Welcome to my brief yelp dataset project.

The goal of this is to perform some data analyses with the online yelp dataset found at https://www.yelp.com/dataset.

A short description for each one

filtering_database.py

Uses command line arguments via argparse.
Currently gives csv of business_id, name, address, city, state, rating, review_count and business attributes
These can be changed by changing the "desiredFields" variable.

tabulate_attributes.py

Uses command line arguments the same way as filtering_database.py to query the data
Then creates columns out of the attributes for use in a pivot table
Gives back only the name, city, and attributes.
The attributes dictionaries are unpacked to generate purely tabular data.
Python truthiness is used to convert the True/False into 1/0.

calculate_sentiment.py

Pulls the reviews dataset. This is too large for my RAM so I pull items in batches.
Assigns a sentiment score to every single review in the dataset.
For the sentiment analysis, I use both VADER and textblob.
Data cleaning is lowercasing, punctuation removal, and stopword removal.
Note: there could be some value to not cleaning the text that I have not extensively tested. On whole VADER performs well with punctuation and emojis. In addition, some textblob sentiment calculations seemed more accurate by eye test when no cleaning was done.
The scores from vader and textblob are combined by averaging.
In order to compare to the standard yelp 5 stars rating, the average is normalized to be on the interval [0,5] to give a composite rating score.
Note: I also did not decide to take into account subjectivity score from textblob or other aspects of the review (such as the review stars and reactions).
Future additions include taking these extra factors into account.
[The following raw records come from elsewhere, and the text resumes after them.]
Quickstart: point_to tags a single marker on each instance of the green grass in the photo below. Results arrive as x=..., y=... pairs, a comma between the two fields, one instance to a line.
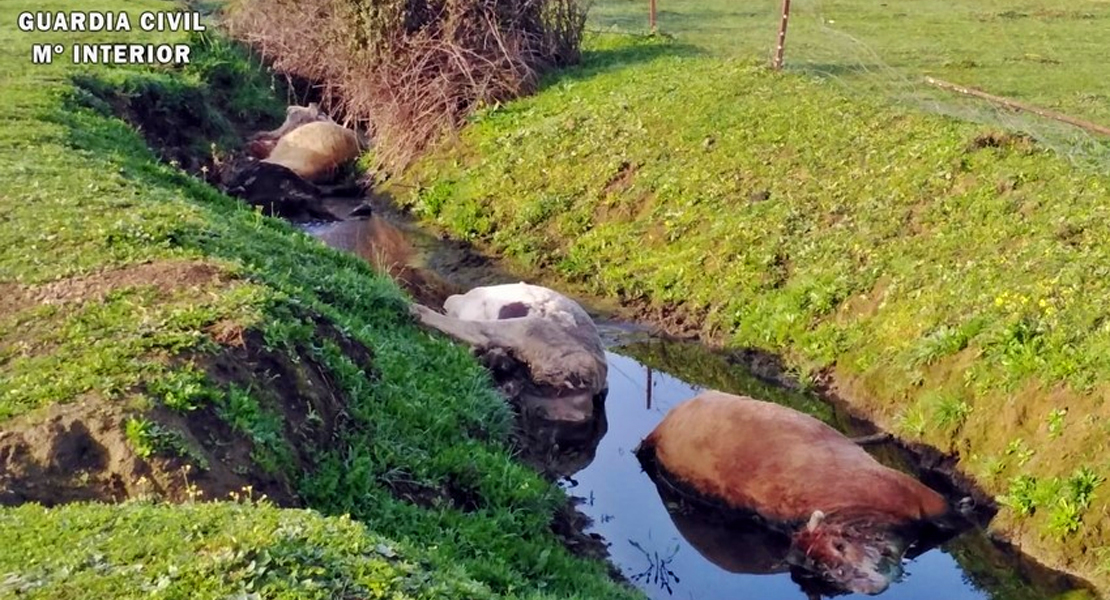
x=1037, y=51
x=148, y=265
x=911, y=253
x=212, y=551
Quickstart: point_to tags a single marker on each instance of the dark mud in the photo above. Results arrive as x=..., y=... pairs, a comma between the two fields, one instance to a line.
x=690, y=552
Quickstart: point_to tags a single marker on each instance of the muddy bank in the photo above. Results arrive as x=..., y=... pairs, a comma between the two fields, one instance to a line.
x=391, y=239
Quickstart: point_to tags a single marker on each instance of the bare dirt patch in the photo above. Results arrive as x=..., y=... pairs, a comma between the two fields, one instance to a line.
x=81, y=451
x=168, y=276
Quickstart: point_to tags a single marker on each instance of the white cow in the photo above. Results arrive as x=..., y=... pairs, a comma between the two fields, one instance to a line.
x=547, y=334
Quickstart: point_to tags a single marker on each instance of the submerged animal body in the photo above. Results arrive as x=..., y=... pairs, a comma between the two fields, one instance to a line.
x=261, y=144
x=849, y=517
x=314, y=151
x=551, y=336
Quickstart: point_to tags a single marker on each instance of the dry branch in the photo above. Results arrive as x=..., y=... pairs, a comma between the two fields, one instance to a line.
x=412, y=70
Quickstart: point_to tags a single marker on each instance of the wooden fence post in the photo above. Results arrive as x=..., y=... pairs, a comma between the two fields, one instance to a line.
x=777, y=64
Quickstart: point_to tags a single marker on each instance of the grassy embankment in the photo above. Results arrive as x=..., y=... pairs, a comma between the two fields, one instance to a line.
x=1037, y=51
x=952, y=280
x=158, y=338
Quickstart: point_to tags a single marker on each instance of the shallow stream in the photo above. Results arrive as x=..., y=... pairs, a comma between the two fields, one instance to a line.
x=685, y=557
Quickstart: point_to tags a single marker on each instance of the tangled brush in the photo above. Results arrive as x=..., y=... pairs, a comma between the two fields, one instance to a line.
x=410, y=71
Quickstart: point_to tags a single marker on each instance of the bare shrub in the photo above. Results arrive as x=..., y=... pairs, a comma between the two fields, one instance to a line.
x=411, y=70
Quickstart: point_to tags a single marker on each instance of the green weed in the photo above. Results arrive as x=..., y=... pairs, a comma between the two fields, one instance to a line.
x=1056, y=421
x=149, y=438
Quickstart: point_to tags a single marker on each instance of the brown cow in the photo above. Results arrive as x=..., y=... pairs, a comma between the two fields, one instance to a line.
x=850, y=518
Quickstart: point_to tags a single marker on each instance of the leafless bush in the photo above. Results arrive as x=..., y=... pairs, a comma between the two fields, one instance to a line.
x=412, y=70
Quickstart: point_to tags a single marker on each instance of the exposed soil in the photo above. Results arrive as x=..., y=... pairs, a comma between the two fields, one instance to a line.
x=80, y=450
x=168, y=276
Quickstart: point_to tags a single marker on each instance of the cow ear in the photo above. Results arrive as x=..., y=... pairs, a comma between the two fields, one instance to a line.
x=815, y=520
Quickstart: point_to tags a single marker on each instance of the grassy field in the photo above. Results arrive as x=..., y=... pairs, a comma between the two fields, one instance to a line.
x=1047, y=53
x=951, y=277
x=139, y=305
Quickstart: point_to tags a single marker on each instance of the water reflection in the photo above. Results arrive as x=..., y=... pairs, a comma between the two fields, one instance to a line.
x=672, y=551
x=666, y=549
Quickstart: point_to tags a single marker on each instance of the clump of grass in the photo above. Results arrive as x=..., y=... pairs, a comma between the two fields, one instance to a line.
x=149, y=438
x=183, y=389
x=88, y=201
x=213, y=550
x=1056, y=421
x=242, y=410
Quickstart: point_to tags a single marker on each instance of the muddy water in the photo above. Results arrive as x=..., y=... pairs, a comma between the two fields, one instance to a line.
x=689, y=558
x=686, y=555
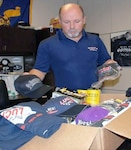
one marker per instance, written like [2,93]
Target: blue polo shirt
[74,63]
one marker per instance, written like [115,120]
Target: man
[72,54]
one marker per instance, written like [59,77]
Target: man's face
[72,22]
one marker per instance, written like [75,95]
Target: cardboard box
[77,137]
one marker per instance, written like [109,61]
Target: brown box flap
[121,125]
[69,137]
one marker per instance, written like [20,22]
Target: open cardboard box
[77,137]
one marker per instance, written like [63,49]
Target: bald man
[72,54]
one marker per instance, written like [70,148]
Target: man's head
[72,20]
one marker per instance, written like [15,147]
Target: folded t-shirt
[30,116]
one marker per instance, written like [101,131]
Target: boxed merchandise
[78,137]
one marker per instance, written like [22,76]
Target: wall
[103,17]
[106,17]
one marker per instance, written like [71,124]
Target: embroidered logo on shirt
[93,48]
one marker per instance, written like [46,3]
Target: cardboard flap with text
[121,125]
[69,137]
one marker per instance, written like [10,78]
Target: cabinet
[17,41]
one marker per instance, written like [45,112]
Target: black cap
[31,86]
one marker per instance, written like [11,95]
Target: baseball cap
[58,105]
[105,72]
[31,86]
[91,115]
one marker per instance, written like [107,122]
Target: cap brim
[39,92]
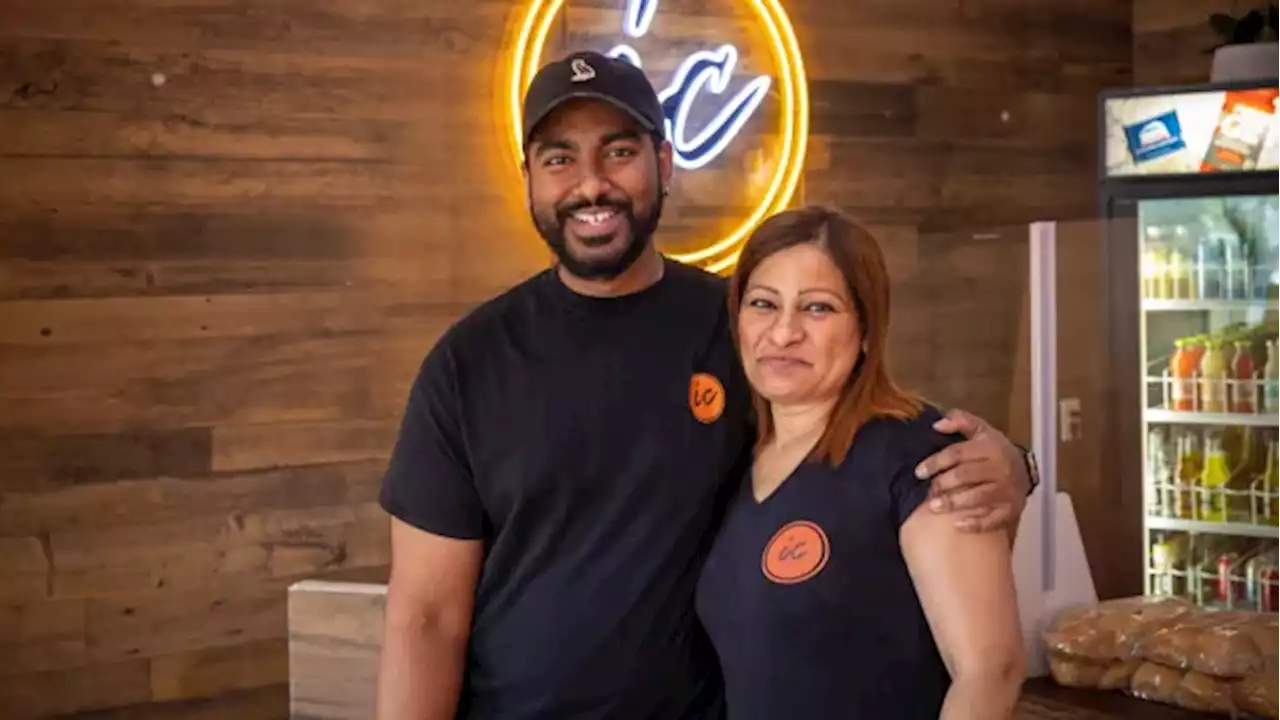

The subjectivity could be used to weight the combination of VADER and textblob.

sentiment_divergence.py

Takes the composite sentiment and groups by business_id, and computes an aggregate business sentiment across all reviews by taking a simple average.
Note: The review stars and reactions could be used to weight the contribution of each individual review to hte aggregate sentiment.
Joins the business data from the business dataset with the aggregate sentiment on the business_id and outputs the sentiment divergence, the difference between the actual star rating and the star-rating-normalized aggregate sentiment.
One might imagine then making a cut on absolute divergence to determine which businesses need further review.